Factoring two-variable quadratics: rearranging

Let's see if we can use our existing factoring skills to factor 30x squared plus 11xy plus y squared. And I encourage you to pause the video and see if you can handle it yourself. Now, the first hint I will give you-- and this might open up what's going on here-- is to maybe rearrange this a little bit. We could rewrite this as y squared plus 11xy plus 30x squared. And my whole motivation for doing that-- there are ways to factor a quadratic where your first coefficient, your coefficient on this first term, is something other than 1. But we haven't seen that yet. And so rearranging it this way, this got us a little bit more into our comfort zone. Now our coefficient is a 1 on the y squared term. So now we can start to think of this in the same form that we've looked at some of the other factoring problems. Can we think of two numbers whose product is 30x squared and whose sum is 11x? Notice, 11x is the coefficient on y. We have y squared, some coefficient on y. And then in terms of y, this isn't in any way dependent on y. So one way to think about this, if you knew what x was, then this would be a quadratic in terms of y. And that's how we're really thinking about it here. So can we find two numbers whose product is 30x squared and two numbers whose sum is the coefficient on this y term right here, whose sum is 11x? So let's just think about all of the different possibilities. If we were just thinking about two numbers whose product was 30 and whose sum was 11, we would be thinking of 5 and 6. 5 times 6 is 30. 5 plus 6 is 11. It's some trial and error.
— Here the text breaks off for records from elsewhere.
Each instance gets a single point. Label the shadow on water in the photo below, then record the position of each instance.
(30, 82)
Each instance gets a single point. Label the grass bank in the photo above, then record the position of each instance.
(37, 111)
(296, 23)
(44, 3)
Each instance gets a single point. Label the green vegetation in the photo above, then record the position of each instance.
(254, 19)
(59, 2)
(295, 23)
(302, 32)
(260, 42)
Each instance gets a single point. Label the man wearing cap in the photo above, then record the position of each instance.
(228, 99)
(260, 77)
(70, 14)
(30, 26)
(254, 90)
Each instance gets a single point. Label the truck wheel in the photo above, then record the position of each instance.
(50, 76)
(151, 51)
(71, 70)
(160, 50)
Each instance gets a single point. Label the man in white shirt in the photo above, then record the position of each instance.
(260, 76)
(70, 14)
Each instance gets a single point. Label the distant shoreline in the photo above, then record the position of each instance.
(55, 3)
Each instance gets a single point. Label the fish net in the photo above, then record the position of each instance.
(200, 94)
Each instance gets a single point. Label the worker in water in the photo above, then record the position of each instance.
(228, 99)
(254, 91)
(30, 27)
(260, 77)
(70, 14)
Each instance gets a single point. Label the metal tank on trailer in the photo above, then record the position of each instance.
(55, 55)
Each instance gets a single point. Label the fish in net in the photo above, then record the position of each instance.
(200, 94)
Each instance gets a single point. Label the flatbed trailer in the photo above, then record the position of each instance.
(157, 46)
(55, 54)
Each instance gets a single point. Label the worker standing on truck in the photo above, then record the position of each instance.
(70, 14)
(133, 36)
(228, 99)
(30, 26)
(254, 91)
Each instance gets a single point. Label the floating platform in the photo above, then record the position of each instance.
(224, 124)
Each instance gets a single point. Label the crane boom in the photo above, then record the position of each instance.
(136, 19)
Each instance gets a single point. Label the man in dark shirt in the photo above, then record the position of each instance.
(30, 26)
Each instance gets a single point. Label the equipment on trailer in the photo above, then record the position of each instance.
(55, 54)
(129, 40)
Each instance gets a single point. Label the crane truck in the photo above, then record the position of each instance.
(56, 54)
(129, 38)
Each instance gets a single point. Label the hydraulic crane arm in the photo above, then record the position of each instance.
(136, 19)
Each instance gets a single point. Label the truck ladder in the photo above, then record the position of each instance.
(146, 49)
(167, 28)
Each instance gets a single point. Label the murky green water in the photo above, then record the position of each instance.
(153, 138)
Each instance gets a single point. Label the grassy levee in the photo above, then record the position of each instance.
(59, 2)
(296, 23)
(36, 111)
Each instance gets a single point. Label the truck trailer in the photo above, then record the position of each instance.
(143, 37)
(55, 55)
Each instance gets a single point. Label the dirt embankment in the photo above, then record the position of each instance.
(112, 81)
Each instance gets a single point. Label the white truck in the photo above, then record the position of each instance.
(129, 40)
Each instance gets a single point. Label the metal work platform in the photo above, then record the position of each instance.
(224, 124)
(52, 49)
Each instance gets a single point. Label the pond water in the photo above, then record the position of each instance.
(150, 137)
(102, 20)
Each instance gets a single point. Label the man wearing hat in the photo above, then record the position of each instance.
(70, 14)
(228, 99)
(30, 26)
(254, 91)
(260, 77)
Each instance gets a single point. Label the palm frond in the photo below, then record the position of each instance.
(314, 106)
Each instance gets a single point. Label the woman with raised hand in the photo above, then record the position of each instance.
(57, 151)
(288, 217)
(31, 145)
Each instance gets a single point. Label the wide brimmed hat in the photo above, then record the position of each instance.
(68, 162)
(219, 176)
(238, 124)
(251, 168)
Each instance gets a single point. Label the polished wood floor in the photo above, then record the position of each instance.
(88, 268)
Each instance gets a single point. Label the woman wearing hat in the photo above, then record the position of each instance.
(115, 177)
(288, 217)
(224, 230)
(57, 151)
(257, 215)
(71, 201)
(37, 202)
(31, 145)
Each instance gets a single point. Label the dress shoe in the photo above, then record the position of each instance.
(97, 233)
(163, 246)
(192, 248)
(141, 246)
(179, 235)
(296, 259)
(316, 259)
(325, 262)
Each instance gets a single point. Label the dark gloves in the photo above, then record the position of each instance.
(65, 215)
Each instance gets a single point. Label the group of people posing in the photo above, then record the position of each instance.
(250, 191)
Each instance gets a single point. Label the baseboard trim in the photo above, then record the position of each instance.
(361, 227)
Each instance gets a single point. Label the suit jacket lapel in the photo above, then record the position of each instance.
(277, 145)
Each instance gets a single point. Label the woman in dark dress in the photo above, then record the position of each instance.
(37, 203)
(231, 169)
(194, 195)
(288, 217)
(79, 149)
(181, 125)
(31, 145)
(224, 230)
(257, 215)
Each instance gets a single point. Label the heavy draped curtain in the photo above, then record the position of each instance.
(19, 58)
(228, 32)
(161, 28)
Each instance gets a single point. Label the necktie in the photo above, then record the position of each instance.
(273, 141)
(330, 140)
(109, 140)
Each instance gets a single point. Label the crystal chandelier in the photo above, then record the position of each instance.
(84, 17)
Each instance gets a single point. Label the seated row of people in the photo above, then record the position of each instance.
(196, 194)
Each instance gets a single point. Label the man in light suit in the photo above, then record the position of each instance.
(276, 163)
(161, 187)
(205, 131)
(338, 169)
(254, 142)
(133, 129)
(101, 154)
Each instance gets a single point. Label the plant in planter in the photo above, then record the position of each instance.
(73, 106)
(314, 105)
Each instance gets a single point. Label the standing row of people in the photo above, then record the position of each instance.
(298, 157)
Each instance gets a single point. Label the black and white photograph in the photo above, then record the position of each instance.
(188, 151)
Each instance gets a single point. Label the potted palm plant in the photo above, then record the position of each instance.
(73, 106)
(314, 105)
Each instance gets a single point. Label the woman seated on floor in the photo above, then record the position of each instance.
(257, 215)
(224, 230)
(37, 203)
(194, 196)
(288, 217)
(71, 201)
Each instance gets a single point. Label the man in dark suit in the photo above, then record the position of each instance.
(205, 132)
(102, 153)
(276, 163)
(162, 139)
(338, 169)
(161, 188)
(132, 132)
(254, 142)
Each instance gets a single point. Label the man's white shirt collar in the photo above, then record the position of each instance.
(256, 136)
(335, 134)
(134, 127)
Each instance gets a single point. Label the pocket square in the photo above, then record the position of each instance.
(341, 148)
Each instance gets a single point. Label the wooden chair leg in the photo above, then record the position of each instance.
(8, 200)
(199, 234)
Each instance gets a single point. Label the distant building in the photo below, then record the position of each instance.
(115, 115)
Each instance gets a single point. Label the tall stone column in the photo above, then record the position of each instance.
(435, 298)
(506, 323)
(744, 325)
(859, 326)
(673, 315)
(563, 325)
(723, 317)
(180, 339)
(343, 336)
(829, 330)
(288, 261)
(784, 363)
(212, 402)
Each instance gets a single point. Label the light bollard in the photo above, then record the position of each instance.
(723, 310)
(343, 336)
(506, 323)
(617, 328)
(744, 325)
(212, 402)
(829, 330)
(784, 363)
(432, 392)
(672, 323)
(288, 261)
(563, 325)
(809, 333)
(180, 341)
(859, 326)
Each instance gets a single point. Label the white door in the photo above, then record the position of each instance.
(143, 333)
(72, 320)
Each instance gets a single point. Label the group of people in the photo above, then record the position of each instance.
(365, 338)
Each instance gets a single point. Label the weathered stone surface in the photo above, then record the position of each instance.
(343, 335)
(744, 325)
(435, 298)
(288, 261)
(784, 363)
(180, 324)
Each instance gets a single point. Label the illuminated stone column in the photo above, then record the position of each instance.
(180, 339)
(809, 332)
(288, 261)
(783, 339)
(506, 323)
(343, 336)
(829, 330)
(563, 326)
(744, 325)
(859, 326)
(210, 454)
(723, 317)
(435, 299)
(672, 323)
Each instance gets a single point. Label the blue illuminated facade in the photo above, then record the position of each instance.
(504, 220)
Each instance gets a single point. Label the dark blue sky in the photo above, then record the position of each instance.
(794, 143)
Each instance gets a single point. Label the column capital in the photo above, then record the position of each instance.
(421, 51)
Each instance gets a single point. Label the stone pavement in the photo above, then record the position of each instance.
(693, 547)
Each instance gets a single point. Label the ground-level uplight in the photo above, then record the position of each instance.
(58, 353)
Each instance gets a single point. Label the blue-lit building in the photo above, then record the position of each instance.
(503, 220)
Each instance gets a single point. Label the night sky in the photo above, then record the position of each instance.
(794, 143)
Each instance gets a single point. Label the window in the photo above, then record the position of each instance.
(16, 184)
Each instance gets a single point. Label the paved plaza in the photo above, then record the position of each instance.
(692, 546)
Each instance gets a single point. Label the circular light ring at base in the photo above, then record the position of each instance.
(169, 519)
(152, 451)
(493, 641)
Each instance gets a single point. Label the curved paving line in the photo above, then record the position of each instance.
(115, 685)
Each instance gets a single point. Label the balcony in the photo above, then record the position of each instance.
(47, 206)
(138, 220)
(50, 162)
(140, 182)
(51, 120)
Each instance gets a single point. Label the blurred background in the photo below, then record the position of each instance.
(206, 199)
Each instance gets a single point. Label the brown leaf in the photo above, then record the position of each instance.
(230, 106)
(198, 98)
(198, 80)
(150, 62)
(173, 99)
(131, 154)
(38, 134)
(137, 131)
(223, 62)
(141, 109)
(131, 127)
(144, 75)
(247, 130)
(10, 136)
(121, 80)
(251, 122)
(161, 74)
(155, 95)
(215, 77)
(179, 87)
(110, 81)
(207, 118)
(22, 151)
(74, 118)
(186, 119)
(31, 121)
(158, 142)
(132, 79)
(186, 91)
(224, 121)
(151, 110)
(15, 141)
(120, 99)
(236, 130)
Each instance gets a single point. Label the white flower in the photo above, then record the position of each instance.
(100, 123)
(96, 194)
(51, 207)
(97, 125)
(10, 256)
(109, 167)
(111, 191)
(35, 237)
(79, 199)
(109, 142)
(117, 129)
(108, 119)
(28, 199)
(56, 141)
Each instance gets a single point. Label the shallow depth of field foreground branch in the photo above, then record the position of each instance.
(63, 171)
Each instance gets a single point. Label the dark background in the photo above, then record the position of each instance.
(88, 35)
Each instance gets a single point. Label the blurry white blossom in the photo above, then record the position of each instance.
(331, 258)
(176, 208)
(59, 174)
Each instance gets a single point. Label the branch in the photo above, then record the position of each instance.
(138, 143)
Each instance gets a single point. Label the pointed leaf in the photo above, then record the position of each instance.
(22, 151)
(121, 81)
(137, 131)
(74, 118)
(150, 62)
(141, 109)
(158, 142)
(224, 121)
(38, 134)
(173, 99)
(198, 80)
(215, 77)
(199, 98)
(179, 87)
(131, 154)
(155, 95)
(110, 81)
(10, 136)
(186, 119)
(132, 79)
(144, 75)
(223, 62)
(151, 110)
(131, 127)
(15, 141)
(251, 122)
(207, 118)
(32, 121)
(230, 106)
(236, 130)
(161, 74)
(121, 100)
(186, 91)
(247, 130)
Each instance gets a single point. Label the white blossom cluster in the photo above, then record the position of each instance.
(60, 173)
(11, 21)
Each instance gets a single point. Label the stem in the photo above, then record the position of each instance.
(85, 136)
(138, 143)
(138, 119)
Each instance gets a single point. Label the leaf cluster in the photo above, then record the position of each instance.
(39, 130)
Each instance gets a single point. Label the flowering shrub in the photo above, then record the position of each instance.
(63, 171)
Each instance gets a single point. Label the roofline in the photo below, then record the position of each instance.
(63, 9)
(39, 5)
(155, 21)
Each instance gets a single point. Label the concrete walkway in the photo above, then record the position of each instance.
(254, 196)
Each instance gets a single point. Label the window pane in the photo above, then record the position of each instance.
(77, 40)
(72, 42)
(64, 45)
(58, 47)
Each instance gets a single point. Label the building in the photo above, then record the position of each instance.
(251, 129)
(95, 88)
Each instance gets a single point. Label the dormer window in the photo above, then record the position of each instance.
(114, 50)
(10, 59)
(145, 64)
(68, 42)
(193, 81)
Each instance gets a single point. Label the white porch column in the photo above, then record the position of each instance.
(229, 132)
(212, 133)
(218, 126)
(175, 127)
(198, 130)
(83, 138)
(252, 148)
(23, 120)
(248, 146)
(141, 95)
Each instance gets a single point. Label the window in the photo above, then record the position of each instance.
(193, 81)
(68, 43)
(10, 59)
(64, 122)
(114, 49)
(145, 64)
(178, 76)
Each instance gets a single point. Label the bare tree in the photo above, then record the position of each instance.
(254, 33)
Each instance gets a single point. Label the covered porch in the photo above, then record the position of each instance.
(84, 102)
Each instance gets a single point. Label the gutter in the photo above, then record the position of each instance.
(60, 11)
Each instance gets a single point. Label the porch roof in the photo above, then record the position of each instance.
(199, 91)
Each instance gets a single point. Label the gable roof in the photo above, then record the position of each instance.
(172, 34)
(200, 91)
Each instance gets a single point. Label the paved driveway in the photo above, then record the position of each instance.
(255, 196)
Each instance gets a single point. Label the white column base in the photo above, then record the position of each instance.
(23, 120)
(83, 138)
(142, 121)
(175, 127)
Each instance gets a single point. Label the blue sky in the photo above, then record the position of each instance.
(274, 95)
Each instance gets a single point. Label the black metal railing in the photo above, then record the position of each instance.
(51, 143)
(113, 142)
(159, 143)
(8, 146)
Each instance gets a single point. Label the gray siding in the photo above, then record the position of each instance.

You could have tried 3 and 10. Well, that would have been-- 13 would be their sum. You could have tried 2 and 15. That wouldn't have worked. But 5 and 6 does work here, so we've already seen that multiple times. So 5 and 6 would work for 30, but we have 30x squared. So what if we have 5x and 6x? Well, 5x times 6x is 30x squared, and 5x plus 6x is 11x. So this actually works. So then our factoring or our factorization of this expression is just going to be y plus 5x times y plus 6x. And I'll leave it up to you to verify that this does indeed, when you multiply it out, equal this up here.